The Bergen county grand jury was composed of twenty-one Republicans and two Democrats. The democratic jury commissioner was Martin J. Toolen, since removed by the governor.

The prosecutor of the pleas before the indictment was found, and at the time his deposition was taken, expressed great hostility to Charles Rosenberg. At the time the indictment was voted, the prosecutor and his assistants were in the grand jury room. The subsequent statement of the *65grand jurors suggests, at least, that coercive methods were employed. The insufficient allegations of the indictment itself, the partisan character of that body, coupled with the presence of a hostile prosecutor, tends to weaken public confidence, especially when a majority sought afterward to undo the same.

The background of the situation brings the case more strikingly within the rule of the McCarthy case. The Supreme Court, at the intervention of taxpayers, had commenced an investigation of the affairs of the township of Lodi. Many active Republican officeholders in Bergen county were opposed to the investigation. The defendant John Borg, through his newspaper, was active in giving publicity to that which transpired. The newspaper accounts contained many reflections upon the integrity of those who had been lately concerned in township affairs.
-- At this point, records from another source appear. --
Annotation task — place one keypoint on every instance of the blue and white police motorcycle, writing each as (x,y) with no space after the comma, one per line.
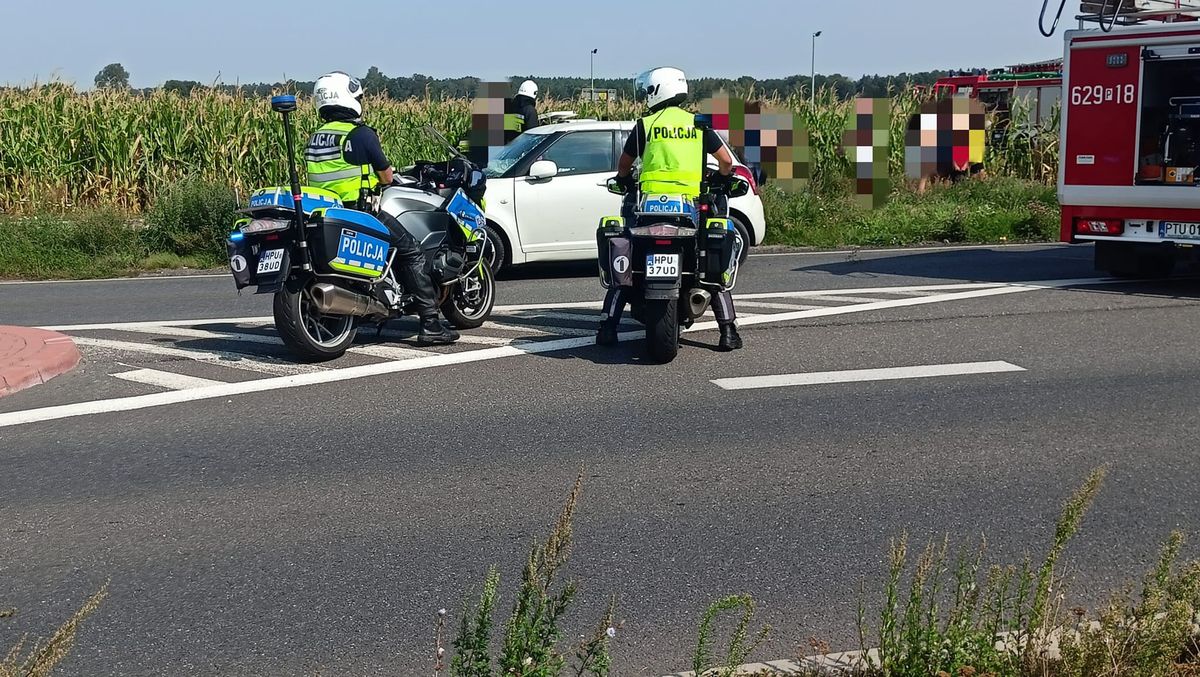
(330,267)
(671,258)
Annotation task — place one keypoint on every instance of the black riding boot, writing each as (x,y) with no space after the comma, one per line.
(730,337)
(613,307)
(433,331)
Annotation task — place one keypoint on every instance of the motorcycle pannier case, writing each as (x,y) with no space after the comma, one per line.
(615,253)
(352,243)
(720,245)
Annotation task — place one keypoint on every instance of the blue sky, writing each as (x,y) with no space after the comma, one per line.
(270,40)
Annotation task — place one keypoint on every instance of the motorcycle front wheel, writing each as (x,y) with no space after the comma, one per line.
(469,301)
(304,329)
(663,329)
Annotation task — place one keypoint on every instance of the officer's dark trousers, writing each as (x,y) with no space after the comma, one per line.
(412,268)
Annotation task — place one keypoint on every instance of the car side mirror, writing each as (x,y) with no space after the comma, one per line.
(616,186)
(543,169)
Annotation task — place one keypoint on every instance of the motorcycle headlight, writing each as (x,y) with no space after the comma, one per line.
(267,226)
(663,231)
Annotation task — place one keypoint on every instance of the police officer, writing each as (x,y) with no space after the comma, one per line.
(672,149)
(522,112)
(345,156)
It seems evident that the financing of the sewer construction in Lodi township had not been well provided for. The bonds of the municipality necessary for the work were beyond the legal limit. The Little Eerry National Bank had done some temporary financing but had reached its limit. A state deposit, which was afterwards withdrawn, was procured and the bank invested in the township bonds. The community was a growing one and the hope existed that the state deposit might remain till the bonds, by the growth of ratables, became legal and marketable.

Many Bergen county officeholders were close friends and were opposed to those sponsoring and aiding the investigation of the Lodi affairs. More than one important officeholder, and at least one of the grand jurors, had urged, with little tact, those responsible for the investigation to cease their activity. The question of party expediency was uppermost in the minds of men charged with an impartial administration of law. Animosity was rampant in certain coteries towards Borg and Rosenberg. Rosenberg had been very frank. Borg was aiding the investigation. He and his entire staff was called before the grand jury, and at least one man boasted that he would, for one day, stop the publication of the news*66paper. Rosenberg was distasteful to the prosecutor, because he believed that he had hurt his friends by what he had said and done.

It is perhaps enough, without going more into the details presented and without considering the depositions which the state moved to suppress and which we think were proper, to say that the insufficiency of the indictment and the partisan activities of those concerned in procuring the same, leads us to believe that “no public necessity requires that we should refuse in this case to exercise our discretion.” There is still time for a properly constituted grand jury to consider legal evidence bearing upon the situation, and for an indictment to be drawn with sufficient particularity so that the crime will be apparent upon inspection. It is further possible that a grand jury less closely associated with partisan politics may more fully and impartially weigh and consider the matters presented.

The motion to quash will be granted.